Człowiek ma ograniczone pole widzenia. Tak samo jest z jego doświadczeniami – jeżeli czegoś nie przeżył, trudno mu sobie wyobrazić ból czy radość związaną z danym momentem w życiu. Jednak ci, którzy są odpowiedzialni za przygotowywanie produktów i usług muszą wiedzieć, czego oczekują ich odbiorcy, tym samym muszą się w nich wcielić, żeby znaleźć właściwe rozwiązanie dla ich problemów.
Zadanie to jednak nie jest łatwe. Natłok nowych, ważnych i wyczerpujących informacji, jaki powstaje w trakcie zgłębiania perspektyw klientów, sprawia, że wiele osób nie jest w stanie poradzić sobie z piętrzącymi się kłopotami. Właśnie w takiej sytuacji pojawia się design thinking metoda, dzięki której możliwe jest uporządkowanie tego chaosu.
Do czego przydaje się zespołom projektującym?
W trakcie szukania rozwiązań dla pytań, jakie przesyłają klienci, często pojawia się kłopot znalezienia takiej metody, dzięki której nie trzeba będzie kilkanaście razy poprawiać już gotowego produktu. Winny jest temu system tradycyjnego myślenia, eliminującego jakąkolwiek kreatywność na samym etapie projektowania.
Design thinking zrywa z tymi sztywnymi ramami i pozwala na wracanie do poprzednich etapów za każdym razem, kiedy pojawi się jakaś nowa, ciekawa idea. Oznacza to, że jeszcze przed wdrażaniem produktu można zmienić podstawową koncepcję i dopasować ją do obecnej sytuacji.
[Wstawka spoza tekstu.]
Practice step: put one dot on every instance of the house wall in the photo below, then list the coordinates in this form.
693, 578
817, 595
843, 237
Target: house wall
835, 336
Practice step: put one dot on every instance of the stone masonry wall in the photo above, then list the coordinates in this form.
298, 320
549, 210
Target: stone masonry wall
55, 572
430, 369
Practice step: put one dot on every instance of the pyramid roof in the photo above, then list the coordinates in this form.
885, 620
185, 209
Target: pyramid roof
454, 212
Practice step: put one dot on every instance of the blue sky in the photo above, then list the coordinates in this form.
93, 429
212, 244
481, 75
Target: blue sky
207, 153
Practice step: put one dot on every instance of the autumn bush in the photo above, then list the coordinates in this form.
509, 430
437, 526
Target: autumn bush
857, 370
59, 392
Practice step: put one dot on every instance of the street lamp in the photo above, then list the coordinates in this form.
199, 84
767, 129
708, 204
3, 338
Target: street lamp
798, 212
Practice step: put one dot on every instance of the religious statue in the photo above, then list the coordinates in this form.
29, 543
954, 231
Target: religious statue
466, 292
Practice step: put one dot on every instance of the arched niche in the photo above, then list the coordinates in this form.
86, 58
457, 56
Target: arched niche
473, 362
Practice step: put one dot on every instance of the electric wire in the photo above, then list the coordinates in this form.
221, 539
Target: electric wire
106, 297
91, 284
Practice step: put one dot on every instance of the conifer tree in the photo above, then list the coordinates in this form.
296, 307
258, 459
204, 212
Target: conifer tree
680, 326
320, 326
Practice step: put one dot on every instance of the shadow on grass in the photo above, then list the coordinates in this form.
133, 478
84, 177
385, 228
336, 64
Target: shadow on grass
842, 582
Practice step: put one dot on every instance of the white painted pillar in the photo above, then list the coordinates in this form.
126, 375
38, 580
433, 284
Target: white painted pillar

Dzięki temu zapobiega się niepotrzebnemu marnowaniu materiałów i zasobów oraz czasu pracowników, który znacznie efektowniej wykorzystują go, działają w myśl sposobu twórczego rozwiązywania problemów.
Ile trwa nauka tej metody?
W zależności od nastawienia uczącego i okoliczności, w jakich się znajduje (środowisko przyjazne zmianom czy raczej konserwatywne, niechętne zakłócaniu starego porządku) proces ten zajmuje kilka tygodni. Chodzi o to, żeby w efekcie takie etapowe postępowanie podczas projektowania stało się naturalne, zajęło miejsce chaotycznego, nieprzemyślanego rzucania pomysłami bez prawdziwego zagłębiania się w rzeczywiste potrzeby odbiorców konkretnych produktów i usług.